If the lenders who are lining up to romance senior housing/healthcare borrowers have anything to say about it, 2016 should be a very good year for securing needed capital.
“There’s an abundance of capital available in what continues to be a very competitive marketplace,” says Cambridge Realty Capital Companies Chairman Jeffrey A. Davis.
Cambridge is one of the nation’s leading senior housing/healthcare lending specialists. Mr. Davis provides the following breakdown for lenders he believes will be active in 2016:
FHA-approved HUD funding programs will continue to have a major impact in the marketplace this year. As an exceptionally active first mortgage lender, HUD only approves insured loans for licensed facilities, primarily assisting stabilized skilled nursing homes and assisted living facilities. Last year HUD completed $2.7 billion in financings and is expected to remain equally aggressive in 2016.
Generally speaking, community banks view senior housing properties similar to the way they view commercial real estate. They put a heavy emphasis on who the borrower is. Although their senior housing expertise is not broad-based, they have had good success working with local customers.
Regional banks have a much broader platform than community banks. Primarily, these bankers are actively lending on senior housing and long-term care facilities and typically have dedicated units that lend in this area.
These bankers target senior housing and long-term care as part of their national healthcare lending program.
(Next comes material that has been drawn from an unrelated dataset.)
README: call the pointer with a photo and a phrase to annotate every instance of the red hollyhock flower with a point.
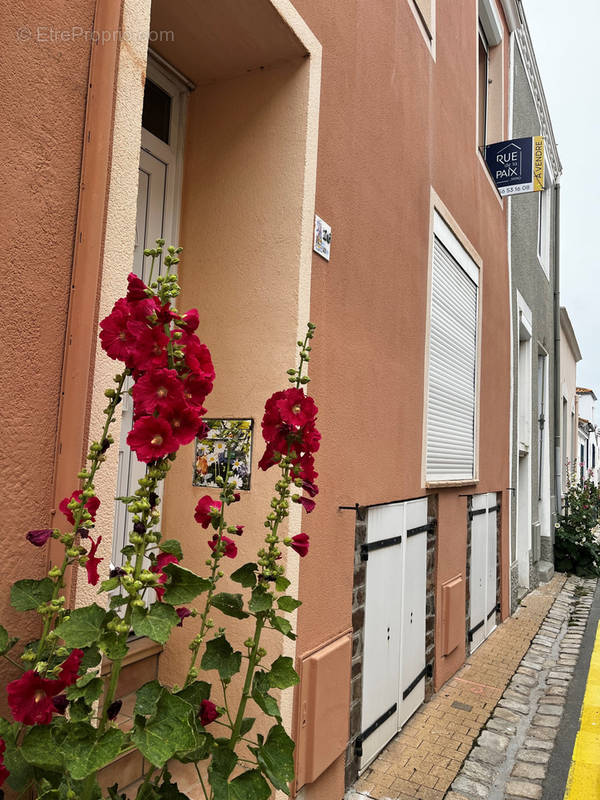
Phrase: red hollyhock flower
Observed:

National bankers have been lending on senior housing for quite some time and will once again be active in 2016.
Freddie Mac/Fannie Mae
Although not as active as several years ago, these government conservatorships continue to aggressively participate in senior housing, focusing on independent living and assisted living properties and passing on skilled nursing homes.
Apparently, insurance companies are beginning to more actively test the waters on independent living and assisted living properties.
Credit companies have been active participants in senior housing and long-term care at all levels. Historically, the most active player in the market was GE Capital, which was purchased by Capital One in the final quarter of 2015.
Equity investors remain quite active in senior housing and long-term care. This includes local private equity groups, high net worth family offices, syndicators, private REITS, institutional equity and other variations.